In conservation terms, Laikipia’s most important mammal species is Grevy’s Zebra, which differs from the Plains Zebra in having narrower stripes and larger, more donkey-like ears. The species occurs only in northern Kenya and in parts of Ethiopia. Everywhere but in Laikipia its numbers have been decimated by illegal hunting and by competition with domestic livestock. Whereas in the 1970s there were an estimated 15,000 Grevy’s Zebras in all, today there are fewer than 3,000 – the majority in Laikipia. In parts of Laikipia where Grevy’s and Plains Zebra ranges overlap, there is a problem of hybridisation between the two, as solitary Grevy’s stallions mate with Plains Zebra mares.

Jackson’s Hartebeest – an intermediate form between the Coke’s Hartebeest of southern Kenya and the Lelwel of central Africa (NW Kenya included) – is unique to Laikipia. While not globally threatened, the Laikipia form has declined by more than 80 % in the past 15 years, despite increases over the same period in other hartebeest taxa. There is much debate over the causes of this steep decline, but hartebeest seem especially vulnerable to lion predation and may be victims of Laikipia’s recent increases in lion numbers.

The Reticulated Giraffe, found only in northern Kenya and parts of Somalia and Ethiopia, is one of the most endangered giraffe subspecies.
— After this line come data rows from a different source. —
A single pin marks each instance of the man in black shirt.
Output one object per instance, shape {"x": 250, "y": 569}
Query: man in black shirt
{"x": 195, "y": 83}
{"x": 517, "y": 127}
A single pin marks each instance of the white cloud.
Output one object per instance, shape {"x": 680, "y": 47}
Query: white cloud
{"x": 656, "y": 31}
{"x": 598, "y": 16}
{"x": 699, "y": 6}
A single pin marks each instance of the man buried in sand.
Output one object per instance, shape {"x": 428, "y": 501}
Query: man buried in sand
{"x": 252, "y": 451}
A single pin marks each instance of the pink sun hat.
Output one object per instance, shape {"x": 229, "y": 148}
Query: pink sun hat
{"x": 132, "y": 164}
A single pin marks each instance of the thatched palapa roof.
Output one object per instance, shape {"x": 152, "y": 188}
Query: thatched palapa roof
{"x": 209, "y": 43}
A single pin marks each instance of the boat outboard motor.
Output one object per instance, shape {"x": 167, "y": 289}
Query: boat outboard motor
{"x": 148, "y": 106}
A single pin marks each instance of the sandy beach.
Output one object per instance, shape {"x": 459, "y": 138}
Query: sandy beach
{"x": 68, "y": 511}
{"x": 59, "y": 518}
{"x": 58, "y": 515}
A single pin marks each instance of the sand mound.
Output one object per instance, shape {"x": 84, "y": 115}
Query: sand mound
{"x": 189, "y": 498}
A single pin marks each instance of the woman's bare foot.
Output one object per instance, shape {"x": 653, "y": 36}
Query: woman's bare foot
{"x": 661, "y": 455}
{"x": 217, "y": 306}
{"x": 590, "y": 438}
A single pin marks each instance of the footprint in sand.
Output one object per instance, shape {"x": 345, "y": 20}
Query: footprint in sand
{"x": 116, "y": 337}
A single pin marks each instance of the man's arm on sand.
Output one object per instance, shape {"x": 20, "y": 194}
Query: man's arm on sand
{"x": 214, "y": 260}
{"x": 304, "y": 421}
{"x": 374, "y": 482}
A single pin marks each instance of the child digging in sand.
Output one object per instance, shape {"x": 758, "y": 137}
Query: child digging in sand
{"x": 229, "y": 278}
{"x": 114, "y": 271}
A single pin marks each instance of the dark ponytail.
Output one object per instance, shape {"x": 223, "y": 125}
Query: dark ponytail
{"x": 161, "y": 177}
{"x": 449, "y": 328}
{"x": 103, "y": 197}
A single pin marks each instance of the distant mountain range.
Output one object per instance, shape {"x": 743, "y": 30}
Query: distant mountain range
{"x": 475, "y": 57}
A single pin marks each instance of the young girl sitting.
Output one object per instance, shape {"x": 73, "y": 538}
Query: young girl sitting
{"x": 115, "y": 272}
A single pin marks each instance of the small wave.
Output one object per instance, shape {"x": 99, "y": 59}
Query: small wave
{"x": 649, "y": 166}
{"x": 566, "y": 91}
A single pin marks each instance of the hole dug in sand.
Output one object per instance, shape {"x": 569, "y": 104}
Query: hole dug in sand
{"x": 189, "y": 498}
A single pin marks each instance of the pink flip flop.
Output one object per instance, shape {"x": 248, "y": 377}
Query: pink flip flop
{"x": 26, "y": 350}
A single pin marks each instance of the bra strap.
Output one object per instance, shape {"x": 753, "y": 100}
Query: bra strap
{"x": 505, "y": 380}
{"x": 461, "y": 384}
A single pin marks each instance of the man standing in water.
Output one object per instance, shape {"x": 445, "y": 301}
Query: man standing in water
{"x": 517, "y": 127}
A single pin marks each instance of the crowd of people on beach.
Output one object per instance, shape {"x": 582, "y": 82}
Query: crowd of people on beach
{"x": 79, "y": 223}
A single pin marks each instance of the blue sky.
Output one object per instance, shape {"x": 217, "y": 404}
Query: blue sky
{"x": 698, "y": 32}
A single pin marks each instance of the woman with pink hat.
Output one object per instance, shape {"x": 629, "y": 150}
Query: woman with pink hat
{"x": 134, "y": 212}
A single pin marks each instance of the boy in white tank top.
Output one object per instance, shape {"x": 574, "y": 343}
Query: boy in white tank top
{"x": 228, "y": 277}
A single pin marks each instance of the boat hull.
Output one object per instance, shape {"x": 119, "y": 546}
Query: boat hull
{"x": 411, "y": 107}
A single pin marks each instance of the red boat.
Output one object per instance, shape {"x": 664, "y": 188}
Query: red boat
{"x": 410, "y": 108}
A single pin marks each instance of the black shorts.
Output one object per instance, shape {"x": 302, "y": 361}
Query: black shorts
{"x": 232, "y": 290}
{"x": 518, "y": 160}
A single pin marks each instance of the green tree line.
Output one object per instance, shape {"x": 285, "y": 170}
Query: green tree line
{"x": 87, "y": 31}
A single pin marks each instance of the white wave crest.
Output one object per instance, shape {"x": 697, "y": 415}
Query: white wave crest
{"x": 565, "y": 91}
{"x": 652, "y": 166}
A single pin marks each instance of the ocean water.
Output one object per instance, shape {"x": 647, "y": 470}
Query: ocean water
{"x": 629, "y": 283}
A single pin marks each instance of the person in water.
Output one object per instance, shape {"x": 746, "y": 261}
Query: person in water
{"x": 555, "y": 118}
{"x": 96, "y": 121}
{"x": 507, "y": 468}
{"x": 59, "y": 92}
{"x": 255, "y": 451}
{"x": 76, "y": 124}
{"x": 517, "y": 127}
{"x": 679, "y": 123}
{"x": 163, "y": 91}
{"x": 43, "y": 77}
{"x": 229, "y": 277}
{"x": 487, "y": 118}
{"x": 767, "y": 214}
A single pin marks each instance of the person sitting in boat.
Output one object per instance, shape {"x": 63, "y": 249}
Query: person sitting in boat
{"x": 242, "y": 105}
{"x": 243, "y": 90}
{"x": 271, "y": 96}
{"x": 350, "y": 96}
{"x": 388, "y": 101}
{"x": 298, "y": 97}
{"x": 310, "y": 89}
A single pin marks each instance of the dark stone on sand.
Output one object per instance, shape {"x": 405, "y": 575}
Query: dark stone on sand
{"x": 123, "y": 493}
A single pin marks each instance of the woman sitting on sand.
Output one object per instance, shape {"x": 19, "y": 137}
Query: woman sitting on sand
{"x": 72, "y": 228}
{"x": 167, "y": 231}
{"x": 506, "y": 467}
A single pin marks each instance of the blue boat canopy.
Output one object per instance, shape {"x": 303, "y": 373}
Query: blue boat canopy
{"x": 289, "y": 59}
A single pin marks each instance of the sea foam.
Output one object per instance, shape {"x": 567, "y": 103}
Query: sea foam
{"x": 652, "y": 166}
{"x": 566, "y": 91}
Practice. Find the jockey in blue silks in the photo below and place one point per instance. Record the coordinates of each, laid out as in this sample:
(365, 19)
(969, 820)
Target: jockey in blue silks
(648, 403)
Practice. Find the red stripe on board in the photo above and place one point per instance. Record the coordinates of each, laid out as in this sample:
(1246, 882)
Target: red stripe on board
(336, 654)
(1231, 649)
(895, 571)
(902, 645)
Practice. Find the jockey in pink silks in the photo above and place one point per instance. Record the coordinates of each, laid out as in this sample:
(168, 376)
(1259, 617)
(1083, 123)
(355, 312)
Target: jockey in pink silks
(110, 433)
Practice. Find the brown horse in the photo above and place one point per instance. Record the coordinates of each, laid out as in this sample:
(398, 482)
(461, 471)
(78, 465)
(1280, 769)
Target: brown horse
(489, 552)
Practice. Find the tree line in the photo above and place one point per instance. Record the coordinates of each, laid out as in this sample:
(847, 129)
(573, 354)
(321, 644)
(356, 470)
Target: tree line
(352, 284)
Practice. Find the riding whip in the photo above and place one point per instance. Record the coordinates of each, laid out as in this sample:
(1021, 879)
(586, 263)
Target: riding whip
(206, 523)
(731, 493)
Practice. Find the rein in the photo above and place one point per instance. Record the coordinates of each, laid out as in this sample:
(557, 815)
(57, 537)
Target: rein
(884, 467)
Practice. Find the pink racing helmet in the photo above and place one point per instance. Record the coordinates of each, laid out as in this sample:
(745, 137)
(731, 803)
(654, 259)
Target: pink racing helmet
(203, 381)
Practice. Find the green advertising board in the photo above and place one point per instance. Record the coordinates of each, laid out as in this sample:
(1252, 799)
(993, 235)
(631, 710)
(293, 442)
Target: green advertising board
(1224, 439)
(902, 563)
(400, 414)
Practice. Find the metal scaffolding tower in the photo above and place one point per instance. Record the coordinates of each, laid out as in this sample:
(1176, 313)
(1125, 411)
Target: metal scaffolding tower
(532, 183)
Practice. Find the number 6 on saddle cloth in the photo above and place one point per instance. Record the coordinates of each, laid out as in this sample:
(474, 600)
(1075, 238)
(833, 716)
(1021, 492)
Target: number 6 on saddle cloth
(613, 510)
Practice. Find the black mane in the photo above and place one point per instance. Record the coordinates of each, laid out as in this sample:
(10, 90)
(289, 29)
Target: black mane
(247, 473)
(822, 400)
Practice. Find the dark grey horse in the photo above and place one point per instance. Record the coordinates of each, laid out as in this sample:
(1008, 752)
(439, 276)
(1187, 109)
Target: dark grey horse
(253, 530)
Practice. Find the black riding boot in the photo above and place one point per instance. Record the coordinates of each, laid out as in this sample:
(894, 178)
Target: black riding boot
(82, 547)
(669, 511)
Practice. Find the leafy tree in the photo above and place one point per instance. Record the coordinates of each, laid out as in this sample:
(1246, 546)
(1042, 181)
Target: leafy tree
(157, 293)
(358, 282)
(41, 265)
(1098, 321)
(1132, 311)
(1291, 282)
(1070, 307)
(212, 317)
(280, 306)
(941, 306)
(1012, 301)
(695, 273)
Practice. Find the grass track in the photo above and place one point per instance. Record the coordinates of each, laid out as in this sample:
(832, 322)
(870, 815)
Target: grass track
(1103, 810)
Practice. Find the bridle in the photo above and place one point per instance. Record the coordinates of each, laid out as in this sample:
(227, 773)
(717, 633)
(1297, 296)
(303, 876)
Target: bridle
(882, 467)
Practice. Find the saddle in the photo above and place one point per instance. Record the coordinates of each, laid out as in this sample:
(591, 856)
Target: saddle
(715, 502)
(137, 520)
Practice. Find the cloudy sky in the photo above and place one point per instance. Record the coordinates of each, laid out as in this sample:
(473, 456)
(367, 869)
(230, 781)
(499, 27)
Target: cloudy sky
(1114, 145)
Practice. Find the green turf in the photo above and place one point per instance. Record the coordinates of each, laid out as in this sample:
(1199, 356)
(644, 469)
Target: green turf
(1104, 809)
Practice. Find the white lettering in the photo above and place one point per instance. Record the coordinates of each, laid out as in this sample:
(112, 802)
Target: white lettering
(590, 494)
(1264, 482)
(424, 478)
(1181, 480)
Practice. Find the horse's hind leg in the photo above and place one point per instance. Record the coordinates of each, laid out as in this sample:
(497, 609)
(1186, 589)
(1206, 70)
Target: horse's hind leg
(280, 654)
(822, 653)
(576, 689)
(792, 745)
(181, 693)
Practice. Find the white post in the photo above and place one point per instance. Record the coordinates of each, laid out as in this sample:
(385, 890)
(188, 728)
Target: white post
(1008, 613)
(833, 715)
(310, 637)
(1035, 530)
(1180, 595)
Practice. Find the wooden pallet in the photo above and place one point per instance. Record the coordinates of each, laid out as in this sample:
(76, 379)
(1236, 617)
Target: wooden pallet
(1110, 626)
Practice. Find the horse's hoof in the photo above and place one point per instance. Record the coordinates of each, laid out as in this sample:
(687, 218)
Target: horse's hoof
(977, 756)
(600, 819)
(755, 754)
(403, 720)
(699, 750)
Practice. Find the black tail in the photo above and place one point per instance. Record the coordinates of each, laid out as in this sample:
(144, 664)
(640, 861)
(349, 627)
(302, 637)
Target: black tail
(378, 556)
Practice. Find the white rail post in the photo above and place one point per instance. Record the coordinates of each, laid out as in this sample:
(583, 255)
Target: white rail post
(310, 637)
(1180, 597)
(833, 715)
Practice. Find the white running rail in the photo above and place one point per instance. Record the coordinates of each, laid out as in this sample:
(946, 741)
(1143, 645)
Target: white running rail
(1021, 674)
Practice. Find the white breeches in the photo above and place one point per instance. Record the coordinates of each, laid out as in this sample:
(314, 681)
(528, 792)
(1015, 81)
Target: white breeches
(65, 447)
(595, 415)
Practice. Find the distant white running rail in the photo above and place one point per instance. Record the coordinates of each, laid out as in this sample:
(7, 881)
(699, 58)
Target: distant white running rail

Considered by some to be a full species, its numbers are thought to have declined in the past 20 years from around 27,000 to no more than 3,000. Two-thirds of these animals are in Laikipia.

Another conservation success story concerns the African Wild Dog, a globally threatened species that wanders over vast areas, often coming into conflict with Man. In the 1990s, the species was exterminated from Laikipia, where packs had been killing flocks of sheep. A few packs survived in Samburu, however, and in the 1990s some of these animals wandered south. Numbers built up quickly, and Laikipia now supports more than 150 individuals in about 11 packs.